En attendant l’année culturelle 2022 et la concrétisation des nombreux projets imaginés par l’équipe du FerroForum, le public peut déjà en avoir un aperçu en participant à l’un des tours guidés proposés une fois par mois jusqu’en septembre. Au programme, quatre heures de balade passionnante à travers les décors rouillés de l’usine d’Esch/Schifflange, indications techniques et récits historiques inclus.
Pour commander le livre, s’inscrire à l’un des tours guidés à venir ou devenir bénévole, connectez-vous sur ferroforum.lu
La recette du «brustulin» de nonna Dina
Parmi les recettes familiales ou insolites figurant dans le livre Gudden Appetit, voici celle des boules de polenta fourrées au gorgonzola de Dina Beacco, la grand-mère de Luisa, l’une des contributrices.
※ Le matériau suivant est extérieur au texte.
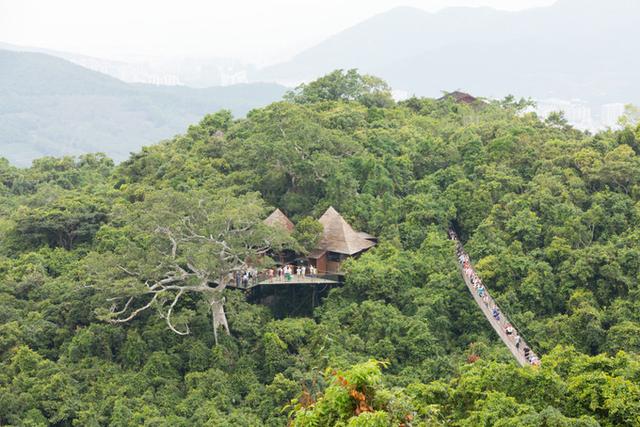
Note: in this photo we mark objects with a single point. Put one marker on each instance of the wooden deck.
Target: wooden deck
(280, 281)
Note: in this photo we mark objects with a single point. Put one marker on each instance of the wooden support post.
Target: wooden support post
(313, 296)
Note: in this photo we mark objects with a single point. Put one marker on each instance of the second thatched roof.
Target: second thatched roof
(338, 236)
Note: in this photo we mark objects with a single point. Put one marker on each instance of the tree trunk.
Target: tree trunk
(218, 316)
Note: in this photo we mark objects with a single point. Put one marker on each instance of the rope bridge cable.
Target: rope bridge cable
(488, 306)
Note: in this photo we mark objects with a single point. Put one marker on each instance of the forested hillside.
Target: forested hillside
(94, 329)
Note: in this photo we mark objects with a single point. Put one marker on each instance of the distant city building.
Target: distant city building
(610, 114)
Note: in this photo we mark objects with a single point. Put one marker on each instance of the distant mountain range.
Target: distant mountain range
(50, 106)
(572, 49)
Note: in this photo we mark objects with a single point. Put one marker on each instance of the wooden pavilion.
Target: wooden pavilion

Appelée «brustulin», cette spécialité est presque exclusivement localisée dans les villages de la commune de Tramonti di Sotto (nord-est de l’Italie). Son nom vient du dialecte frioulan et du verbe «abbrustolire», qui signifie griller.
Pour quatre boules, vous aurez besoin d’une polenta, réalisée selon la préparation de base, et de 180 grammes de gorgonzola. Avant de démouler votre polenta, à la fin de la cuisson, prélevez une bonne dose de polenta chaude, de la taille d’un poing. Aplatissez un peu et placez 45 grammes de fromage au milieu. Refermez en façonnant une belle boule. Répétez trois fois.
Dans une poêle chaude avec un peu de beurre, placez les boules de polenta et faites griller jusqu’à l’apparition d’une belle croûte dorée (environ 10 minutes). C’est prêt! Savourez votre «brustulin» en l’ouvrant en deux, accompagné d’un mesclun et d’un verre de merlot.
Luisa se souvient de sa nonna manipulant la polenta brûlante sans ciller, avant de disposer les boules sur la plaque en fonte de la cuisinière à bois où elles étaient retournées régulièrement jusqu’à ce que le fromage à l’intérieur soit fondu. Elle utilisait du Montasio, un fromage typique frioulan.